The percentage of Americans who don’t have health insurance continues to grow slowly, increasing slightly since last year according to the latest data from Gallup.

An average of 16.8% of all American adults were uninsured in the first half of 2011, similar to the 16.4% in 2010. This percentage, however, has been edging up each year since 2008, at which time 14.8% of adults were uninsured. The percentage of uninsured residents in all states so far in 2011 is on par with 2010, but in most states remains higher than in 2008.

The number of people without insurance hasn’t increased because Obama’s big health care reform law “failed.” The number of uninsured people has increased because the Affordable Care Act, for the most part, hasn’t started helping people get insurance yet. By design, it will not expand coverage until the year 2014.

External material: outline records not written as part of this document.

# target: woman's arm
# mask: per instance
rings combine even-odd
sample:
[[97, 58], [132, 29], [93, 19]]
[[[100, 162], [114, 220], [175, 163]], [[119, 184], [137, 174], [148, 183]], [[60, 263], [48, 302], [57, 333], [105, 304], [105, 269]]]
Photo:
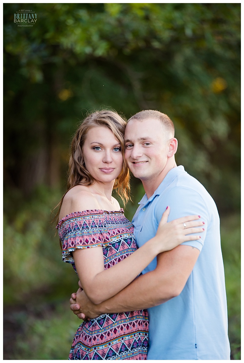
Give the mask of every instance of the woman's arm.
[[[127, 258], [107, 270], [104, 269], [101, 247], [77, 249], [73, 252], [81, 285], [93, 303], [100, 303], [120, 291], [159, 253], [171, 250], [183, 242], [200, 238], [189, 235], [203, 231], [203, 223], [198, 220], [198, 216], [184, 217], [167, 223], [169, 212], [168, 208], [163, 215], [155, 237]], [[183, 223], [187, 222], [188, 228], [184, 228]]]

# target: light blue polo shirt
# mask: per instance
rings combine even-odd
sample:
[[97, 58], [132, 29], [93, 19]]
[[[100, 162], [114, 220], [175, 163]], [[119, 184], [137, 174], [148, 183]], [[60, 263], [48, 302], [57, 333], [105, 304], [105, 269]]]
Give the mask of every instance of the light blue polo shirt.
[[[183, 244], [200, 253], [183, 290], [148, 309], [148, 360], [229, 359], [227, 304], [220, 246], [219, 217], [204, 187], [180, 166], [168, 173], [149, 199], [145, 195], [132, 220], [139, 247], [156, 234], [162, 215], [168, 219], [200, 215], [205, 231], [200, 240]], [[143, 271], [155, 269], [155, 258]]]

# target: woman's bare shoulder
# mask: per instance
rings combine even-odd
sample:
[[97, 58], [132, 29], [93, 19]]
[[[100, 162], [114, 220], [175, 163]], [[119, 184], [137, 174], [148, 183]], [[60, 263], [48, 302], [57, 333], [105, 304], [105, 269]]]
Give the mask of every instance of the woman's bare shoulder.
[[89, 187], [76, 185], [69, 190], [64, 196], [59, 219], [75, 212], [98, 209], [97, 201], [89, 190]]

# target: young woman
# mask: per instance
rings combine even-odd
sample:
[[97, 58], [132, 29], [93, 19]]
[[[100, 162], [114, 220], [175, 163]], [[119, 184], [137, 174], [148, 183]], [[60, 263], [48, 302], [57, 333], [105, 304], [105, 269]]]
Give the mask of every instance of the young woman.
[[[112, 196], [116, 189], [124, 201], [129, 197], [124, 154], [126, 125], [110, 111], [94, 112], [85, 119], [72, 142], [68, 190], [60, 202], [57, 228], [63, 260], [72, 264], [95, 304], [124, 288], [158, 254], [196, 239], [187, 234], [202, 231], [182, 228], [183, 223], [199, 219], [196, 216], [167, 223], [169, 208], [155, 237], [137, 249], [133, 226]], [[103, 314], [84, 321], [75, 334], [69, 359], [146, 359], [148, 328], [145, 310]]]

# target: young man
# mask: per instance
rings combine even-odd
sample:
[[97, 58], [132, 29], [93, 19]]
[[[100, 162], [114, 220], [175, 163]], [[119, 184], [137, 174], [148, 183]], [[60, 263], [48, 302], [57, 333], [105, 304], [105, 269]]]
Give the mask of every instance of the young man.
[[[166, 115], [152, 110], [136, 114], [129, 120], [125, 140], [128, 166], [145, 192], [132, 220], [138, 246], [155, 235], [167, 205], [169, 221], [199, 215], [205, 231], [200, 240], [159, 255], [142, 275], [109, 300], [94, 305], [83, 293], [77, 292], [76, 300], [71, 299], [71, 309], [91, 318], [148, 309], [148, 360], [229, 359], [215, 204], [199, 182], [177, 166], [177, 140]], [[76, 295], [72, 296], [75, 298]]]

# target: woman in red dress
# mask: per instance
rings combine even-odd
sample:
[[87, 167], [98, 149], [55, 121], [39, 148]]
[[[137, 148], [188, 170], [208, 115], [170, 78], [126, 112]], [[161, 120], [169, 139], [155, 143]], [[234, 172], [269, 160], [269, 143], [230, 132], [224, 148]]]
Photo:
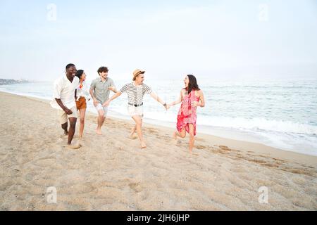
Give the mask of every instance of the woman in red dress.
[[198, 106], [204, 107], [205, 101], [202, 91], [199, 88], [196, 77], [192, 75], [187, 75], [184, 79], [185, 87], [180, 91], [178, 100], [168, 104], [167, 108], [182, 103], [178, 115], [177, 130], [173, 136], [177, 140], [178, 136], [184, 139], [186, 132], [189, 134], [189, 153], [192, 153], [196, 136], [196, 110]]

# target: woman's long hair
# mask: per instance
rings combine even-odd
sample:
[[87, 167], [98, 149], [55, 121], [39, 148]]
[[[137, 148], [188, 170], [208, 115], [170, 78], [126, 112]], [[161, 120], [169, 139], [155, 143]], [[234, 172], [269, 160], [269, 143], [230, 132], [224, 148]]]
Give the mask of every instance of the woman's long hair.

The economy won’t produce substantial job growth in the next year and the strain on state budgets means the number of people with Medicaid won’t increase at the state level. As a result, when President Obama is up for re-election in November 2012, more Americans will be without insurance than right before he took office as well as right before he signed his big health care reform into law. While this increase will not be the fault of the “Obamacare,” that ugly statistic is going to make defending the unpopular law difficult.

I can’t stress enough how politically idiotic it was for Democrats to pass a big health care law, but then make it effective only after both the 2010 and 2012 elections. Not only does the lack of tangible benefits make it very hard to defend the law, but starting the coverage expansion earlier would have provided a much needed stimulus for the economy. Starting to phase in the Medicaid expansion in 2011 would have resulted in millions gaining coverage over the next years, injecting tens of billions into the weak economy.

The decision was such political malpractice that if Obama loses narrowly in 2012, his decision to delay coverage expansion earlier should be viewed as one of the most important mistakes that led to his defeat.